Key Tips for Success:
· Don’t Overmix: Combine ingredients just until uniform. Overworking the meat makes tough muffins.
· Grease Generously: These have sugar in the glaze that can stick. Use a non-stick spray or brush with oil thoroughly.
· Internal Temp: Use an instant-read thermometer. 160°F is safe for ground beef.
· Rest Time: Letting them rest helps the juices redistribute and makes them easier to remove.
Variations:
- BBQ Cheddar Mini Meatloaves
· Replace glaze with ½ cup BBQ sauce.
· Press a small cube of cheddar cheese into the center of each muffin before baking.
· Top with a sprinkle of crispy fried onions in the last 5 minutes.
- Turkey & Herb Mini Loaves
· Substitute ground turkey or chicken for beef.
· Add 2 tablespoons chopped fresh herbs (parsley, thyme, sage).
· Use a glaze of ¼ cup apricot preserves + 1 tbsp Dijon mustard.
- “Meat Cup” Meal Prep Version
· Press the meat mixture up the sides of each muffin cup to form a “cup.”
· Crack a small egg into the center of each and bake at 375°F for 18-20 minutes, until egg is set.

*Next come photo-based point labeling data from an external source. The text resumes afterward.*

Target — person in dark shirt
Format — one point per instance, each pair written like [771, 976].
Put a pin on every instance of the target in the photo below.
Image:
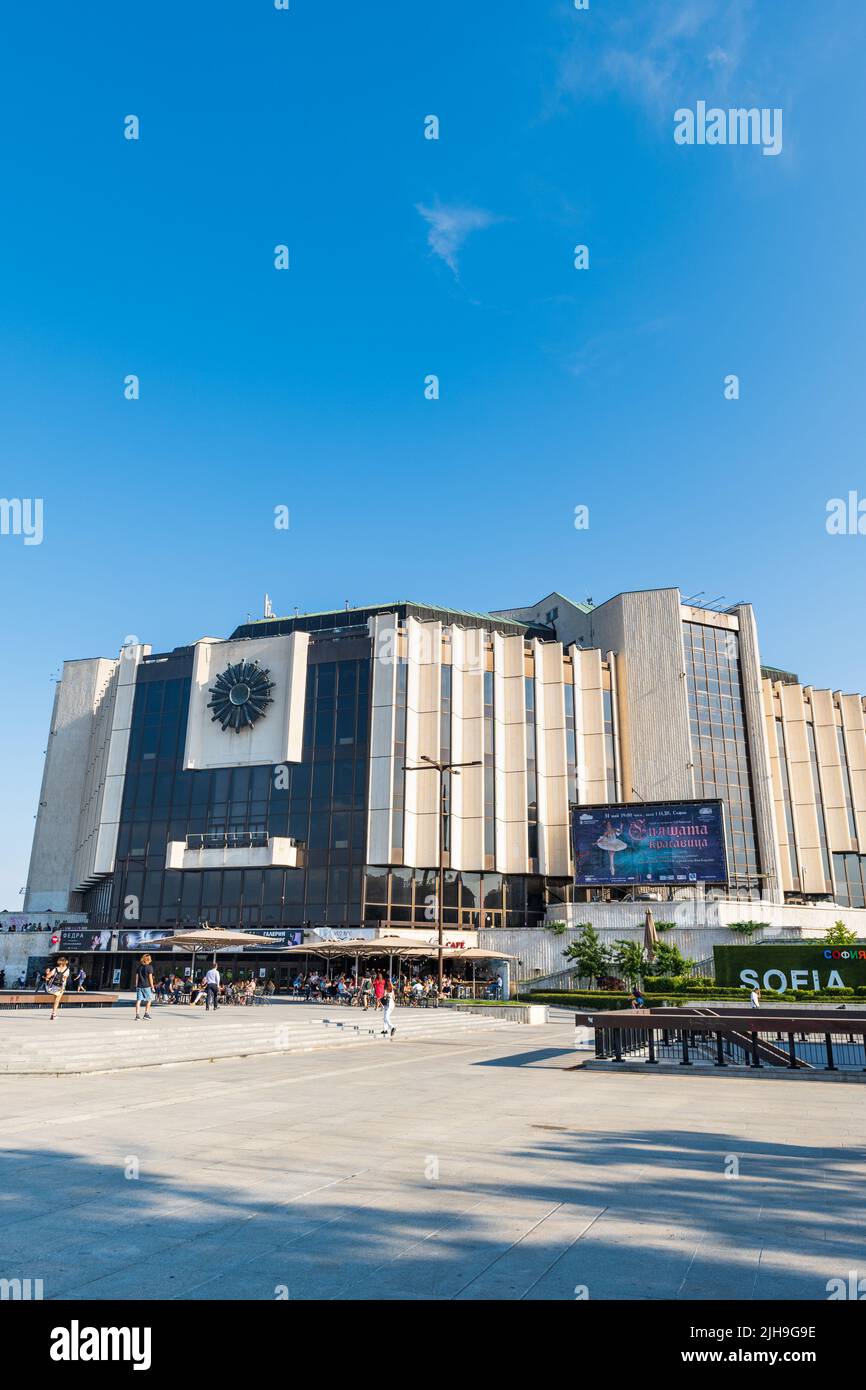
[143, 986]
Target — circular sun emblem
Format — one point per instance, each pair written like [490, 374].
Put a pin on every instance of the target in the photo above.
[241, 695]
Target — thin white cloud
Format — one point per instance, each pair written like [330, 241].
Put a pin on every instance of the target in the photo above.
[658, 52]
[448, 225]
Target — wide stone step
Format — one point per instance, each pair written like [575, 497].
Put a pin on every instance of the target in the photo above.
[128, 1047]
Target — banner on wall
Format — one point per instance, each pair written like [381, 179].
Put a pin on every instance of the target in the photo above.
[649, 843]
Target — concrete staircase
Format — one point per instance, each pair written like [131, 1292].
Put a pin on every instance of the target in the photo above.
[114, 1041]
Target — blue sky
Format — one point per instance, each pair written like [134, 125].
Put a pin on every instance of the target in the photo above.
[305, 388]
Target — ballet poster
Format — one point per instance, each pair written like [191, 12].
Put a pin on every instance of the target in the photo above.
[662, 843]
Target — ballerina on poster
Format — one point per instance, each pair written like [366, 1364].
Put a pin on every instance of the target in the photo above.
[612, 844]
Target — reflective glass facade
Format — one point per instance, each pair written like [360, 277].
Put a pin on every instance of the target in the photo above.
[319, 802]
[719, 741]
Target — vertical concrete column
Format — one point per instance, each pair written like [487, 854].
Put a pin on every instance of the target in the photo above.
[467, 745]
[551, 759]
[382, 704]
[854, 726]
[510, 755]
[759, 755]
[423, 706]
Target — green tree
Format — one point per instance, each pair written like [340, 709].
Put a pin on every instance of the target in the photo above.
[840, 936]
[630, 959]
[591, 958]
[669, 959]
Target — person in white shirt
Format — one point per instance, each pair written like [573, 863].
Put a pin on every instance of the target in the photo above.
[388, 1000]
[211, 988]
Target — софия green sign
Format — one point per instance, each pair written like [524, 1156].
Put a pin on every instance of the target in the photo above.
[776, 968]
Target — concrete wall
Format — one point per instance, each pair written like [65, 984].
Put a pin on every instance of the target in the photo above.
[645, 628]
[20, 948]
[63, 784]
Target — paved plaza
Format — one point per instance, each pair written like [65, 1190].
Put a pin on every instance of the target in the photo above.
[478, 1165]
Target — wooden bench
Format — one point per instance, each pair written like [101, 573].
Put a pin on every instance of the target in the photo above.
[29, 1000]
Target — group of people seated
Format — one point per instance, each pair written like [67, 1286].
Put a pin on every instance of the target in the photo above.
[174, 988]
[366, 988]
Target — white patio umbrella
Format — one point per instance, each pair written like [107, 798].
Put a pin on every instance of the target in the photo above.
[211, 938]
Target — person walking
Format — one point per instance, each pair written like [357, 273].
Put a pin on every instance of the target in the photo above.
[143, 987]
[366, 990]
[388, 1000]
[56, 980]
[211, 988]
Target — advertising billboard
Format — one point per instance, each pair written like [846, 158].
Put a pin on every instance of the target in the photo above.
[649, 843]
[791, 966]
[141, 940]
[84, 938]
[277, 937]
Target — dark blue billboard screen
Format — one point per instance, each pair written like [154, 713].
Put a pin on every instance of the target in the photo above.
[660, 841]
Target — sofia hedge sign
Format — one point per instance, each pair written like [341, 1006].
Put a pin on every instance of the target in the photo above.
[791, 966]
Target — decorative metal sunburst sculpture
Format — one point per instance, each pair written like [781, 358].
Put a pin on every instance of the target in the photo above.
[241, 695]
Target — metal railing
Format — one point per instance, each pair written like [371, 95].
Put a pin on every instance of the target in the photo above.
[228, 840]
[801, 1043]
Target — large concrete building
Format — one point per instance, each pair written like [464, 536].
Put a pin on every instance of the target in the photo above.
[263, 780]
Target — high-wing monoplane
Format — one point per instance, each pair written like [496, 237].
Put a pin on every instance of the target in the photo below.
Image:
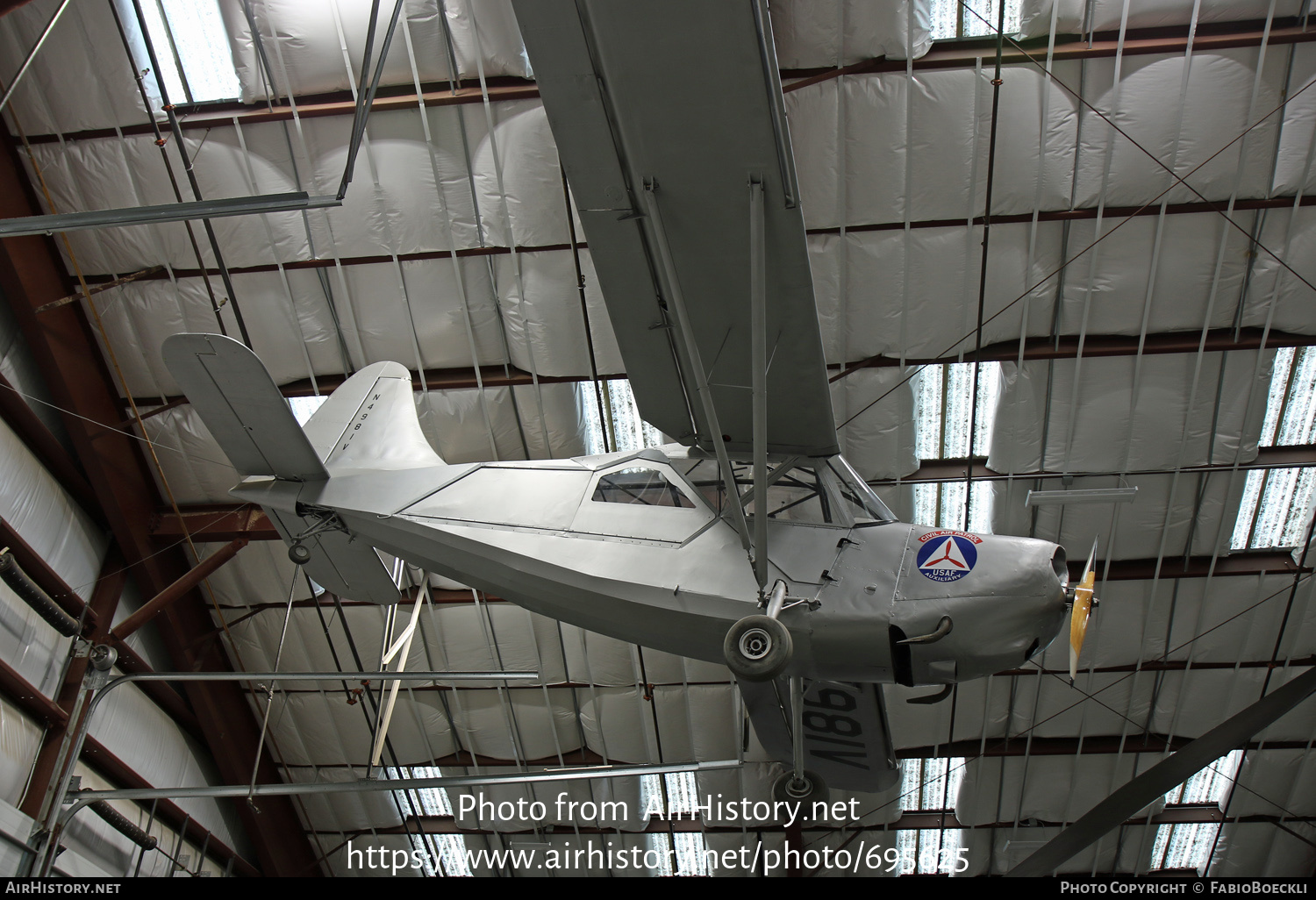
[749, 539]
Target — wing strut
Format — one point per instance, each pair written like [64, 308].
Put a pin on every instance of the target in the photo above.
[758, 362]
[1166, 774]
[687, 337]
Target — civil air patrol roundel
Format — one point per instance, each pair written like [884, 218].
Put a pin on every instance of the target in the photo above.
[948, 555]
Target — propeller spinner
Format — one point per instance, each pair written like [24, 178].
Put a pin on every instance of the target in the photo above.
[1082, 611]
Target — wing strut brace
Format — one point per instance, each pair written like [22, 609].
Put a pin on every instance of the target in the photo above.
[687, 337]
[1166, 774]
[758, 362]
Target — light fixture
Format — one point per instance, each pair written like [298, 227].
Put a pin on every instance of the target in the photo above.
[1094, 495]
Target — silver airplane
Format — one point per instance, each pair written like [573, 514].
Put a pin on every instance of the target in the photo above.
[749, 539]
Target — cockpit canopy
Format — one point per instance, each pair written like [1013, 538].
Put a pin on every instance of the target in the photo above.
[815, 491]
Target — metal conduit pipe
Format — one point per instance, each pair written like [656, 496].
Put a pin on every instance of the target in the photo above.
[120, 824]
[34, 596]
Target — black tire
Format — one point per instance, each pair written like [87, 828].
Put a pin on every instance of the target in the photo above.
[813, 791]
[757, 649]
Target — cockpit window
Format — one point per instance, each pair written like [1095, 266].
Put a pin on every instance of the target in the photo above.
[812, 491]
[794, 491]
[642, 486]
[865, 505]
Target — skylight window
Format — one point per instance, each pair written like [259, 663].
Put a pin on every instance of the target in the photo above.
[442, 854]
[941, 432]
[929, 786]
[1274, 505]
[687, 854]
[950, 18]
[1189, 845]
[620, 425]
[191, 46]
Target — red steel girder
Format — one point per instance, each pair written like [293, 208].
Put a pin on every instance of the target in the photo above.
[1066, 346]
[71, 363]
[178, 589]
[45, 446]
[34, 704]
[958, 54]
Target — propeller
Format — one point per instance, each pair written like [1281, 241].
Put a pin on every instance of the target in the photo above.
[1081, 611]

A perfect protein-packed breakfast!
Storage & Reheating:
· Store: Cool completely and refrigerate in an airtight container for 3-4 days.
· Freeze: Place cooled muffins on a baking sheet to flash freeze, then transfer to a freezer bag for up to 3 months. Thaw in fridge overnight.
· Reheat: Microwave individual muffins for 60-90 seconds, or warm in a 350°F oven for 10-12 minutes until heated through.
What to Serve With:
· Creamy mashed potatoes or mashed cauliflower
· Steamed green beans or roasted broccoli
· Mac and cheese
· A simple side salad
These mini meatloaf muffins are fun, flavorful, and solve the “dry meatloaf” problem by cooking quickly and evenly. Enjoy!